Divorce And Your Credit (Part 2)
In my last post I covered the fact that a divorce decree does not relieve either party from joint debt. The idea of divorce is to sever emotional ties and financial ties. If you are not careful, or you have a vindictive ex-spouse you once clean credit report can become a hindrance for years to come. Carrying joint debts into a divorce is just asking for trouble.
Most of the time the mortgage is a joint account, at the time of divorce it is usually awarded to one party or the other in the divorce decree. If this is not handled properly, the person that did not get to keep the house can suffer the effects of late payments that there ex-spouse is making or any other bad credit marks associated with the house, including foreclosure. Here are some things you can do prior to the divorce being final.
Ideally you need to sell the house and split the equity. This will not work in all cases. It is best if the selling occurs prior to the divorce being final. If you have an agreement that the ex must sell the house within a certain period of time, they can make it difficult to sell if they are not eager to sell. There won’t be much you can do about it.
If one spouse is going to keep the house after the divorce, insist on them refinancing it in their name only. Ideally, this needs to be prior to the divorce being finalized. Even if it is written into the decree that they must refinance within a certain amount of time, it is not really enforceable.
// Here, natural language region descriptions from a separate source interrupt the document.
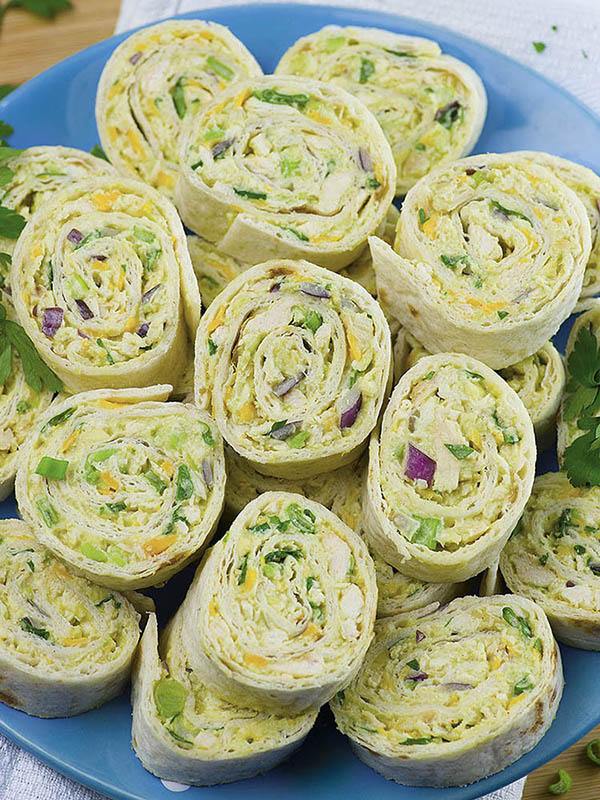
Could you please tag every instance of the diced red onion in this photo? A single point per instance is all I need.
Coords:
(419, 466)
(314, 290)
(351, 405)
(288, 384)
(458, 687)
(365, 160)
(221, 147)
(85, 311)
(441, 112)
(52, 320)
(150, 293)
(285, 431)
(74, 236)
(207, 473)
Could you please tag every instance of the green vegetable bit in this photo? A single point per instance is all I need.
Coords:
(52, 468)
(26, 625)
(185, 485)
(523, 685)
(460, 451)
(299, 101)
(563, 783)
(427, 532)
(47, 512)
(367, 68)
(592, 751)
(250, 195)
(516, 621)
(169, 696)
(178, 96)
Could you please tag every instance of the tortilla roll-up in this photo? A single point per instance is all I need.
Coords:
(430, 106)
(293, 362)
(340, 491)
(282, 167)
(102, 282)
(586, 185)
(37, 173)
(580, 412)
(66, 644)
(539, 380)
(214, 269)
(450, 471)
(489, 258)
(281, 613)
(153, 82)
(455, 696)
(183, 731)
(124, 488)
(553, 557)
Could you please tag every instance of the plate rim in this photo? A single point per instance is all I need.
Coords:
(55, 762)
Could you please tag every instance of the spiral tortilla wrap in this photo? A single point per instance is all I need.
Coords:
(124, 488)
(281, 613)
(489, 258)
(67, 644)
(207, 740)
(451, 470)
(586, 185)
(455, 696)
(101, 279)
(282, 167)
(571, 409)
(341, 491)
(39, 172)
(539, 380)
(430, 106)
(293, 361)
(553, 558)
(153, 82)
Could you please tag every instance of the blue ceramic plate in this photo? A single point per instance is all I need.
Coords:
(525, 111)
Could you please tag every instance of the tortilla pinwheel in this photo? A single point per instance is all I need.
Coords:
(281, 167)
(124, 488)
(153, 83)
(451, 470)
(66, 644)
(102, 282)
(454, 696)
(489, 258)
(430, 106)
(183, 731)
(553, 558)
(281, 613)
(293, 362)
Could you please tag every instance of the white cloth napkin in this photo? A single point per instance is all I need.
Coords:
(570, 59)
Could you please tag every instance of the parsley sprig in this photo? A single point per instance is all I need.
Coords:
(582, 404)
(47, 9)
(37, 374)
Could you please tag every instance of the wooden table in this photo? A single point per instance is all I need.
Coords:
(28, 46)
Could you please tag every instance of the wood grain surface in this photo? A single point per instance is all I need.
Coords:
(28, 46)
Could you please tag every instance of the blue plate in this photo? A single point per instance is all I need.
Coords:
(525, 111)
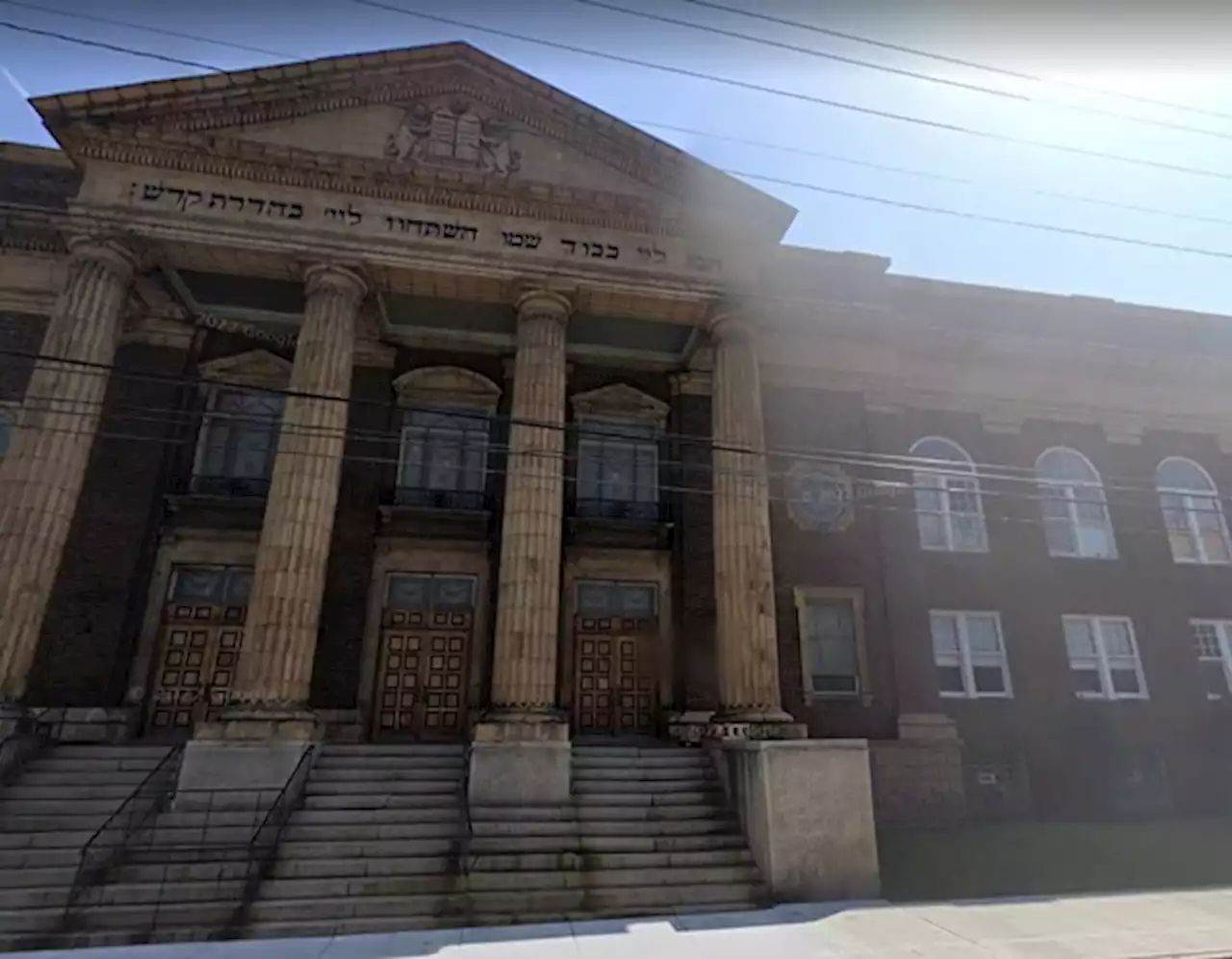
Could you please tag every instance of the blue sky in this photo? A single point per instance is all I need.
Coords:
(1178, 61)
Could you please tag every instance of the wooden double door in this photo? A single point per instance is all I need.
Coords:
(201, 641)
(617, 640)
(426, 633)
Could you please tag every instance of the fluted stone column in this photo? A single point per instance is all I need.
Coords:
(522, 752)
(289, 582)
(527, 607)
(746, 634)
(42, 475)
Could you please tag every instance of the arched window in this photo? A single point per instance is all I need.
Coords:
(1192, 511)
(947, 506)
(1076, 520)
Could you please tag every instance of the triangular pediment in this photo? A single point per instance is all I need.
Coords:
(391, 123)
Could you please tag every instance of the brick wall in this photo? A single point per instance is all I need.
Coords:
(93, 618)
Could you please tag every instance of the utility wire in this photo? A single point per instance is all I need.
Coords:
(806, 97)
(911, 74)
(861, 503)
(817, 188)
(982, 217)
(1003, 472)
(959, 61)
(933, 175)
(159, 31)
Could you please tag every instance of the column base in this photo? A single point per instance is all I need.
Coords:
(520, 764)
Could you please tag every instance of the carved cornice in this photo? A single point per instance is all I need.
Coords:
(379, 180)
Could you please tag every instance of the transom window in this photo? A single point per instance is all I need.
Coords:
(211, 585)
(1076, 520)
(239, 439)
(832, 640)
(607, 599)
(1213, 642)
(1193, 513)
(1104, 657)
(970, 655)
(947, 505)
(444, 450)
(617, 470)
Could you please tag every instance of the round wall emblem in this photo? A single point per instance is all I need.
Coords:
(819, 497)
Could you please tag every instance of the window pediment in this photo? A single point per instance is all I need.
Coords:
(623, 402)
(258, 369)
(447, 386)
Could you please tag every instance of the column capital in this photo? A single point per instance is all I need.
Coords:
(542, 303)
(338, 278)
(729, 325)
(114, 253)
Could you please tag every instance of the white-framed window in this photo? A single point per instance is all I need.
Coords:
(1104, 657)
(1076, 520)
(1192, 513)
(970, 655)
(831, 623)
(949, 509)
(1213, 642)
(239, 439)
(617, 462)
(444, 450)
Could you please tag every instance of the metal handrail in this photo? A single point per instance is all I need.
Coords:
(263, 848)
(141, 805)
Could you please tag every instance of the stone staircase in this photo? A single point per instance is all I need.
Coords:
(648, 834)
(377, 844)
(47, 816)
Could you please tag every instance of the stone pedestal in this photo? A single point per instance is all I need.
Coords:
(528, 601)
(269, 696)
(806, 808)
(42, 474)
(520, 764)
(746, 633)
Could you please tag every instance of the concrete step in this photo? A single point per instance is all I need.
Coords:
(597, 813)
(418, 787)
(597, 862)
(373, 831)
(480, 881)
(451, 813)
(385, 800)
(382, 751)
(382, 774)
(643, 774)
(518, 844)
(449, 764)
(606, 827)
(360, 926)
(360, 867)
(85, 789)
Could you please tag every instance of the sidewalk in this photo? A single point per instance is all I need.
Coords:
(1131, 926)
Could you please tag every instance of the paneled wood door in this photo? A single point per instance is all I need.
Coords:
(616, 634)
(201, 641)
(427, 626)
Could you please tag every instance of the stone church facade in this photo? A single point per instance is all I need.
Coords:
(403, 396)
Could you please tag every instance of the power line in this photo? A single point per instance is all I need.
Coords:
(1004, 472)
(934, 175)
(959, 61)
(111, 47)
(817, 188)
(806, 97)
(982, 217)
(910, 74)
(159, 31)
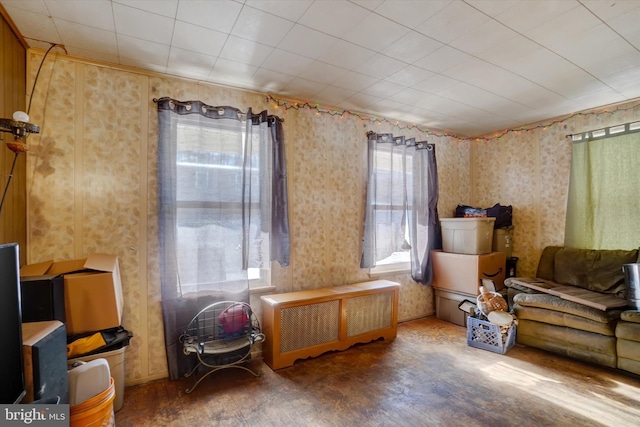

The worst possible scenario is that selling or refinancing is not an option. This is where most people find themselves when divorcing with children. They will not put the person out of the house that has custody of the children because it would cause undo hardship and in a lot of cases the spouse is unable to qualify for a refinance on their own. You will hear some of the “experts” say that you can file a quit claim deed and relieve yourself of all responsibility of the house, well it doesn’t quite work that way. What you do is actually relieve yourself from ownership but do not relieve yourself from the debt, so filing a quit claim deed is not a good idea. Try to set a time for the ex spouse to sell the home, for example if your children are in their teens try to set the time to sell for when they are over 18 and moved out so as not to cause the hardship on your children. One other thing you should do is notify the mortgage company of the situation, even though it is not going to take you off the loan, you can still have them contact you in the event of a late payment or something and try to do damage control directly with them. This has worked fairly well for me. My ex has made some late payments and they notified me, I talked to them and they have not reported the payments as late on my credit report, but they do on hers. In fact, Wells Fargo has altogether quit reporting any payments to my credit report whether good or bad.